The requirement for the pump isolation valves will allow replacement of the pump without draining a large portion of the system. The isolation valves shall be installed on both sides of the pump. These valves may be part of the flange that attaches the pump to the pipe. One of the isolation valves may be the same isolation valve as in item C.
d. Connection of Recirculation Lines
Manufacturer’s specifications should always be followed to assure optimal performance of the system. The cold water piping and the recirculation loop piping should never be connected to the hot water storage tank drain port.
e. Backflow Prevention in Cold Water Supply
The dynamic between the water in the heater and the cold water supply are similar to those in the recirculation loop. Thermosyphoning can occur on this side of this loop just as it does on the recirculation side of the system. To prevent this, the Standards require a check valve to be installed on the cold water supply line. The valve should be located between the hot water system and the next closest tee on the cold water supply line. Note that the system shall comply with the expansion tank requirements as described in the California Plumbing Code Section 608.3.
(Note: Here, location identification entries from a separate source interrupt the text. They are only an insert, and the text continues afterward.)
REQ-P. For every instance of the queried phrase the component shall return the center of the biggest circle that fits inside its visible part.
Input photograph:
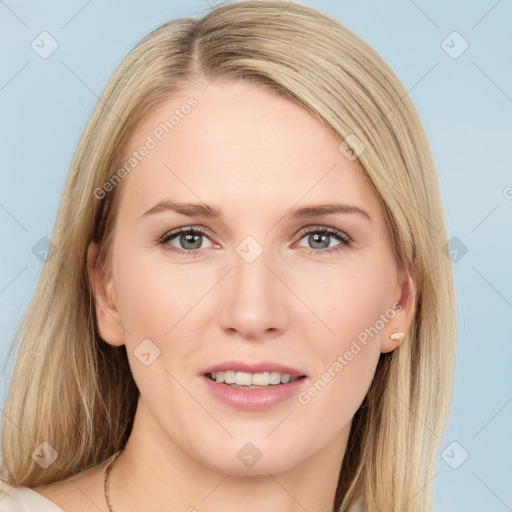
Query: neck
(154, 472)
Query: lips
(261, 367)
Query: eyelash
(339, 235)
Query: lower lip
(254, 399)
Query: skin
(256, 156)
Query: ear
(107, 317)
(404, 306)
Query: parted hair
(74, 391)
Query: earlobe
(397, 329)
(102, 289)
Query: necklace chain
(105, 484)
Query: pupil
(190, 238)
(319, 238)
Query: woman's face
(254, 285)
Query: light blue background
(466, 107)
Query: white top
(24, 499)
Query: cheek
(354, 308)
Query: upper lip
(261, 367)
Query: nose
(254, 300)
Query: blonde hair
(76, 392)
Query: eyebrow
(210, 212)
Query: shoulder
(23, 499)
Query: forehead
(239, 144)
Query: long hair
(74, 391)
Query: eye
(189, 240)
(320, 240)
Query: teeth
(252, 379)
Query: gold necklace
(105, 483)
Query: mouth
(245, 380)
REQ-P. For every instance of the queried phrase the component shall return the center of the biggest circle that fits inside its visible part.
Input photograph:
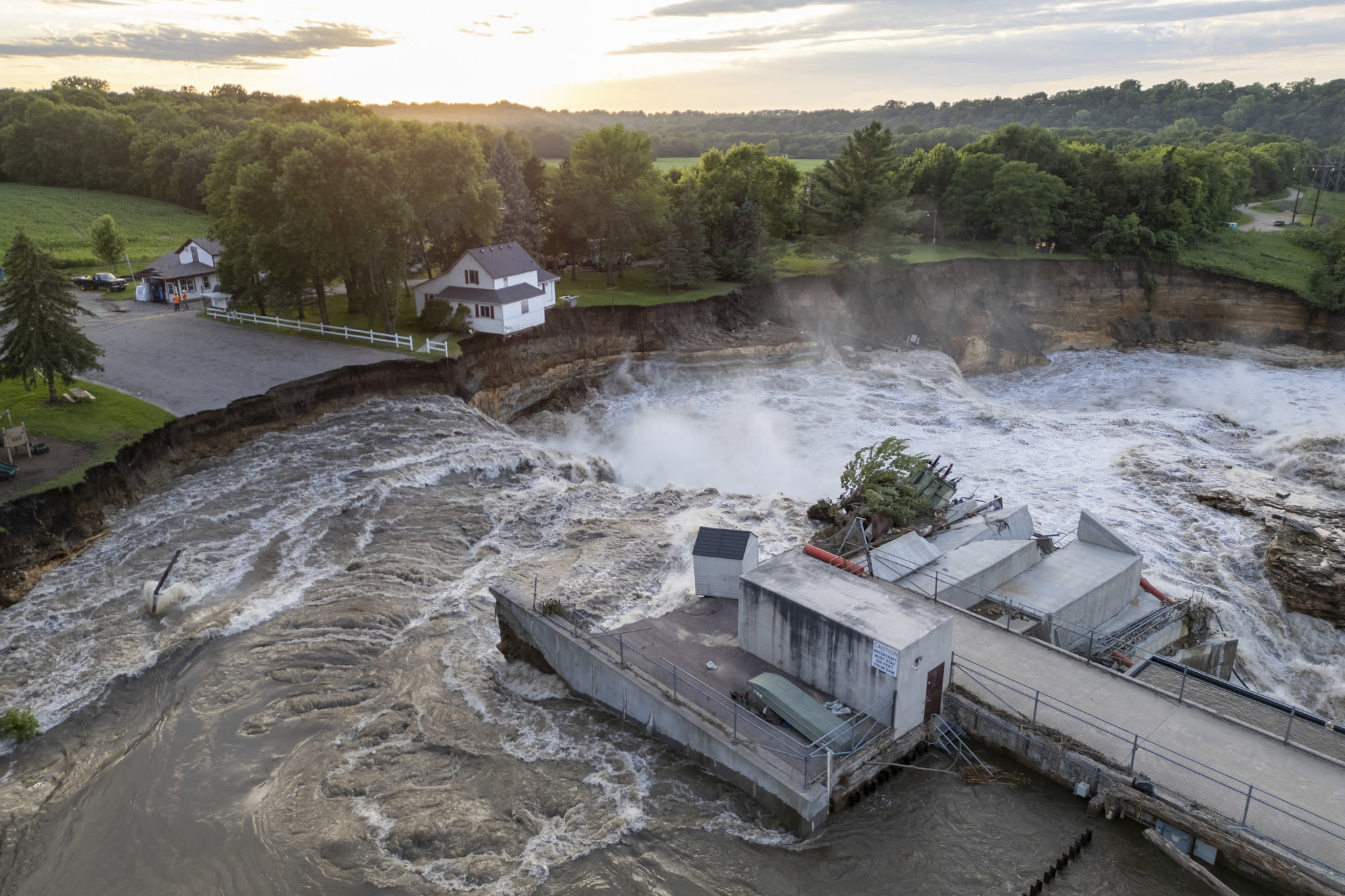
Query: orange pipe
(1143, 584)
(841, 563)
Example 5-1 - Distribution Systems
Question
When I'm insulating the pipes for a recirculating water-heating system, I understand that I must insulate the entire length of hot water pipes that are part of the recirculation loop. Do I also need to insulate the runouts?
Answer
No. Since the water in runouts does not recirculate, they do not need to be insulated.
Example 5-2 - Recirculation system insulation
Question
Can I get pipe insulation credit for a recirculating water-heating system?
Answer
Not for systems serving a single dwelling unit. Recirculating water heating systems have a mandatory insulation requirement for the recirculating section of the hot water pipes; pipes less than 2 inch must be insulated to R-4 and pipes greater than 2 inch need R-6 insulation. For systems serving multiple dwelling units, using R-6 where R-4 is required, and R-8 where R-6 is required, results in credit within the performance approach. All the circulation loop pipes in one location type (e.g., inside, outside, underground) must be insulated to the higher level to qualify.
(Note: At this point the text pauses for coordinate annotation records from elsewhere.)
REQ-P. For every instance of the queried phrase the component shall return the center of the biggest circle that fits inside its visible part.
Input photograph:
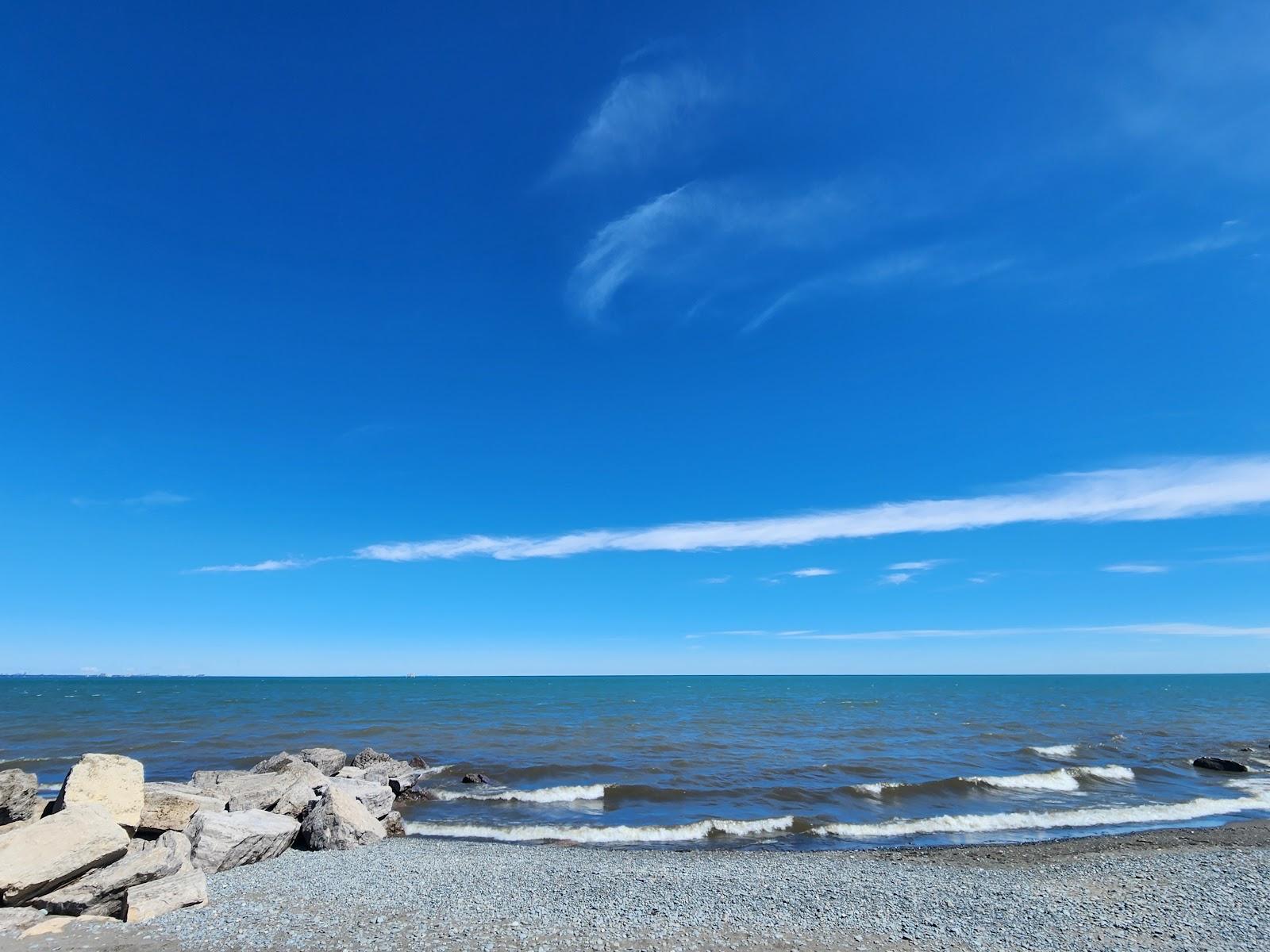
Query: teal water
(779, 762)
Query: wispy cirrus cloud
(146, 501)
(925, 267)
(268, 565)
(1137, 569)
(645, 117)
(1170, 490)
(702, 234)
(1183, 630)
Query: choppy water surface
(781, 762)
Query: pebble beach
(1176, 889)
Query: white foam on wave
(544, 795)
(876, 790)
(605, 835)
(1054, 819)
(1057, 750)
(1062, 780)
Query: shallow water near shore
(741, 762)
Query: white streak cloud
(643, 117)
(1172, 490)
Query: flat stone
(225, 841)
(114, 781)
(103, 892)
(181, 892)
(18, 797)
(329, 761)
(171, 806)
(57, 848)
(375, 797)
(340, 822)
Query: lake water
(742, 762)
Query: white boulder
(114, 781)
(224, 841)
(103, 892)
(42, 856)
(171, 806)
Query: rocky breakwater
(114, 847)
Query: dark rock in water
(418, 793)
(1219, 763)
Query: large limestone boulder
(171, 806)
(279, 762)
(375, 797)
(18, 797)
(340, 822)
(224, 841)
(325, 759)
(248, 791)
(105, 892)
(179, 892)
(264, 791)
(114, 781)
(50, 852)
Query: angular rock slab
(16, 920)
(340, 822)
(375, 797)
(114, 781)
(224, 841)
(18, 797)
(179, 892)
(103, 892)
(171, 806)
(325, 759)
(55, 850)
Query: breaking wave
(1060, 752)
(544, 795)
(1053, 819)
(702, 829)
(1062, 780)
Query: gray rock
(393, 824)
(18, 797)
(249, 791)
(181, 892)
(325, 759)
(171, 806)
(55, 850)
(103, 892)
(114, 781)
(225, 841)
(277, 762)
(376, 797)
(16, 920)
(370, 755)
(340, 822)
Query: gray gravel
(1165, 890)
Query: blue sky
(687, 340)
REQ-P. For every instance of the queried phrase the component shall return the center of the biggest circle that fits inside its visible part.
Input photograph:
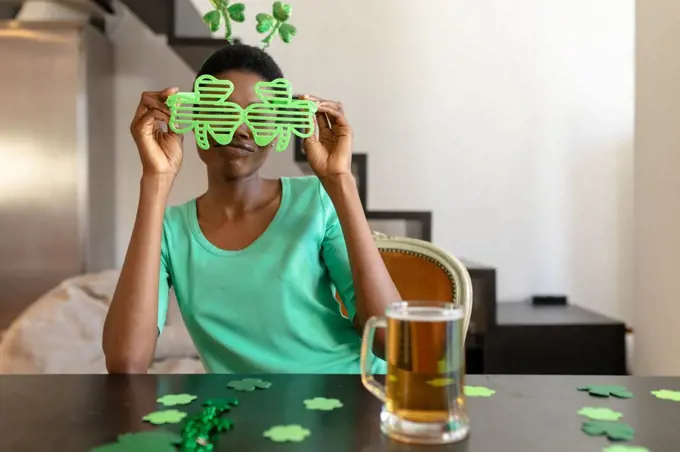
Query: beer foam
(423, 313)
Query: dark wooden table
(527, 413)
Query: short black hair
(241, 57)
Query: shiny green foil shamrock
(223, 11)
(275, 22)
(248, 384)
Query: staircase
(170, 17)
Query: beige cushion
(61, 332)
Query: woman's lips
(237, 150)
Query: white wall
(511, 121)
(657, 184)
Example 5-3 - Pipe Insulation
Question
I thought I was supposed to insulate hot and cold water piping from the water heater for either the first 5 ft or the length of piping before coming to a wall, whichever is less. Did I misunderstand?
Answer
Yes. The requirement is that you must insulate the entire length of the first 5 ft, regardless of whether there is a wall (§150.0(j)2). You have two options: (1) interrupt insulation for a fire wall and continue it on the other side of the wall or (2) run the pipe through an insulated wall, making sure that the wall insulation completely surrounds the pipe. The reason for this insulating the cold line requirement is that when heated, the water heater expands and pushes hot water out the cold water line. The first several feet of the cold water pipe near the water heater can be warm and insulation reduces the heat loss from the first 5 feet of the cold water piping.
1. Pipe Insulation
Insulation must meet the level required in the mandatory requirements. Note that pipes buried within ceiling or wall insulation can meet the mandatory requirements. The adopted requirements for installation guidelines are included in RA3 and RA4
2. Heat Tape
If heat tape – electric resistance heating tape wrapped around hot water pipes – may be used only for freeze protection and cannot be used instead of mandatory pipe insulation (see §150.0(j)) or pipe insulation receiving distribution credit.